Khusus sektor selatan hingga timur, jangkauan larangan diperlebar menjadi 3,5 kilometer dari puncak Gunung Sinabung. Perbedaan jarak ini mempertimbangkan arah sebaran material vulkanik yang berpotensi berbeda mengikuti kondisi angin dan morfologi lereng.

Warga Diimbau Waspadai Lahar di Aliran Sungai

Gelora meminta masyarakat yang bermukim di sepanjang aliran sungai berhulu di kawasan gunung untuk meningkatkan kewaspadaan.
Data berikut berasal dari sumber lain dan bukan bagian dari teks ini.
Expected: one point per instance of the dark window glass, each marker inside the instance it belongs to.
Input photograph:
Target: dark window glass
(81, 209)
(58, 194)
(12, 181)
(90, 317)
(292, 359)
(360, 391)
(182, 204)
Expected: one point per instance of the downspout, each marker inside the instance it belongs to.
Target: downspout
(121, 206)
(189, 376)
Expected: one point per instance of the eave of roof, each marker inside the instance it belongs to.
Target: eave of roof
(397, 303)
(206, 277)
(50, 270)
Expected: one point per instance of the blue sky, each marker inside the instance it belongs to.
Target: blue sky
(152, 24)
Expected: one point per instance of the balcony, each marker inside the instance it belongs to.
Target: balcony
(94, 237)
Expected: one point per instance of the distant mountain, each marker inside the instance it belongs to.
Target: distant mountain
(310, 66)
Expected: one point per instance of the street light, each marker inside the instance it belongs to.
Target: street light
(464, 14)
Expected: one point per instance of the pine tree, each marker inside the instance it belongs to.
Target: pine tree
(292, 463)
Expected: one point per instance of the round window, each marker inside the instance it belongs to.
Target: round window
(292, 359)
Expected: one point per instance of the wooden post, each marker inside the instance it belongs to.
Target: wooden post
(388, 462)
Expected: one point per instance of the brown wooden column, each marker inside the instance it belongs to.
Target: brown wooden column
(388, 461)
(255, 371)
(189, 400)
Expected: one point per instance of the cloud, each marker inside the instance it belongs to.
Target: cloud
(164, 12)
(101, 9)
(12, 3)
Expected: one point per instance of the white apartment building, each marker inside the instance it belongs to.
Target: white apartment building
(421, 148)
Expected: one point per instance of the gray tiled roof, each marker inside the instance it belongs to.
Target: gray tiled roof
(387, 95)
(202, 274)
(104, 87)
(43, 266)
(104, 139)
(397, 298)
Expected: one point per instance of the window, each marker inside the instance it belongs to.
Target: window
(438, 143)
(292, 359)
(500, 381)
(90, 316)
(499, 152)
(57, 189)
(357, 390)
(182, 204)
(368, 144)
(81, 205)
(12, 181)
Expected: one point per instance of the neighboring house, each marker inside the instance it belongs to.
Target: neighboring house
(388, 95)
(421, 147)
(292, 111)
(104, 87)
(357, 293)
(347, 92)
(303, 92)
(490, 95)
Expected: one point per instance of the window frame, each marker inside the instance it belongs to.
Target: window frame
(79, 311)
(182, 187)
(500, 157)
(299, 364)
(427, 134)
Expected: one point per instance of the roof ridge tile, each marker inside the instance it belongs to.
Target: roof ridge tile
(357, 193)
Material vulkanik yang menumpuk di puncak berisiko terbawa menjadi lahar dingin saat hujan deras mengguyur.

“Selalu rujuk informasi resmi yang disampaikan melalui situs web maupun akun media sosial Pemerintah Kabupaten Karo serta instansi berwenang terkait,” ujarnya di Karo, Selasa (4/8/2026).

Sekdakab Karo juga mengingatkan warga agar tidak mudah terpapar isu yang belum terverifikasi kebenarannya. Informasi hoaks soal erupsi berpotensi memicu kepanikan massal yang justru menyulitkan proses evakuasi jika situasi memburuk.

Koordinasi Pemantauan Dilakukan Setiap Saat

Pemkab Karo saat ini berkoordinasi intensif dengan Pusat Vulkanologi dan Mitigasi Bencana Geologi serta Pos Pengamatan Gunung Api Sinabung. Perkembangan aktivitas gunung dipantau secara berkelanjutan untuk memastikan respons cepat jika status kembali berubah.

Informasi resmi terkait himbauan ini telah dipublikasikan melalui akun Instagram Dinas Komunikasi dan Informatika Kabupaten Karo di @kominfo.karo. Masyarakat diimbau mengikuti kanal tersebut untuk mendapatkan pembaruan terbaru.

Gunung Sinabung merupakan salah satu gunung api aktif di Sumatera Utara yang tercatat beberapa kali mengalami erupsi besar dalam dekade terakhir. Status Waspada kali ini menjadi pengingat bahwa potensi bahaya vulkanik di kawasan tersebut tidak pernah benar-benar hilang.

Reporter: Fajar
Sumber: sumut.antaranews.com This article was automatically rewritten by AI based on the source above without altering the facts of the original article.